The backhoe dredger is the vessel of choice for projects where real muscle is required. This type of dredger uses a backhoe and a hydraulic crane with an excavation bucket to mechanically dig up the soil. The backhoe dredger is a stationary dredger that can handle a range of different soils and materials, including rocks, boulders and underwater dams.
The backhoe is also suitable for dredging compact clay, sand and materials that contain pebbles or fragmented rock. Therefore, it can be mobilised for all kinds of dredging projects. Since backhoe dredgers can dredge extremely accurately, they are often used for projects where dredging is needed close to solid structures, such as in ports and channels.
Main features of a backhoe dredger:
- Stationary – backhoe dredgers can be self-propelled, but they do not sail while dredging
- Accurate dredging with good control on vertical and horizontal position
- Can easily handle clay, sand, pebbles, rocks, boulders and a mixture of soil types
- Dredged material is transported by barge
- No need for anchors, so interference with shipping traffic is limited.

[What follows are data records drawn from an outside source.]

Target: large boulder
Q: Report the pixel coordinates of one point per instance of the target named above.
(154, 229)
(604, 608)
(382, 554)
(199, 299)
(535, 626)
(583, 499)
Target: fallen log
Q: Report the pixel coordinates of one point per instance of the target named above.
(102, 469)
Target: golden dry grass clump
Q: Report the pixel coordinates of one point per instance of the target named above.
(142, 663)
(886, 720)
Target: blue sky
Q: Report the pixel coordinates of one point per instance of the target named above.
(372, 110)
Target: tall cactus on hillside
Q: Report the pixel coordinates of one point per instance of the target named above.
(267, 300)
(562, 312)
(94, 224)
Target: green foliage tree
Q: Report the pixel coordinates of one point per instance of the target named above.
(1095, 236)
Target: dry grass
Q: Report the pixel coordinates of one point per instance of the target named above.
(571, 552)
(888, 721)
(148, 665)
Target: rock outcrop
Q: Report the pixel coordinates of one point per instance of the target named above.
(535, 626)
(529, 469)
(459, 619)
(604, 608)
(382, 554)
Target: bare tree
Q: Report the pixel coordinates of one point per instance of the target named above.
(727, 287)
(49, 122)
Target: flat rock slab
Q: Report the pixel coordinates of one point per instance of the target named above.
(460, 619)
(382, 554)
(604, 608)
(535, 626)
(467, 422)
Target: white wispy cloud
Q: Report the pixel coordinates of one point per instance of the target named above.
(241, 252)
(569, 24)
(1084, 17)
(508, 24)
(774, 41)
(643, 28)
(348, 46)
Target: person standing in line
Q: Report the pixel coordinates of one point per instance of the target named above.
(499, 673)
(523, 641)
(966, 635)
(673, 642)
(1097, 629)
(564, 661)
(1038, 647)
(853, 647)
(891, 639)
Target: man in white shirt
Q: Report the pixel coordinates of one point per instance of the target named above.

How does a backhoe dredger work?
Backhoe dredgers operate much like a backhoe on land. They dig up the soil by lowering the bucket into the sea or riverbed, then raising it again while making a backward scooping motion. Once the bucket is above water level, the backhoe turns towards the transport barge in which the bucket is emptied. The effective dredging area in a certain position depends on the length of the crane, the swing angle and the dredging depth.
During excavation, large digging forces come into play. The center of gravity shifts forward when the bucket enters the soil. That’s why backhoe dredgers are anchored and kept in position using a spud system. The spud system of backhoe dredgers is different to that of cutter suction dredgers and consists of three spud poles. Two are situated at the front of the pontoon, near the crane. The third is located at the back of the dredger and is fitted with a spud carriage. The spud poles keep the dredger in place and they are also used to move the dredger backwards after a full cut has been made.
The backwards movement is achieved by first raising the rear spud and bringing it into position using the spud carriage. Once the rear spud has been lowered into the seabed again, the front spuds are raised and the dredger moves backwards by riding in the spud carriage of the rear spud. Then the front spuds are firmly planted into the seabed. The dredger can partially lift itself out of the water on the spuds to anchor them more firmly. As soon as the dredger is repositioned, the dredging can continue.
Spuds: three spuds keep the backhoe dredger in place while dredging. The spud system is also used to reposition the dredger after a full cut has been made.
Turntable: the backhoe is placed on a turntable, so that it can swing around to dredge a certain area and to empty the bucket in the transport barge that is moored alongside the vessel.
Bucket: the bucket acts as a scoop to collect the soil. It is controlled by hydraulic cylinders in the crane.
Hopper barge: a backhoe dredger has no means to transport the dredged soil. The material is transported to the disposal area by barge.
Initial investment costs of a backhoe dredger
Backhoe dredgers are generally custom-built. They can measure between 25 and 70 metres in length and, based on the required installed power, dredging depth, bucket size and accommodation needs, their price can therefore vary widely.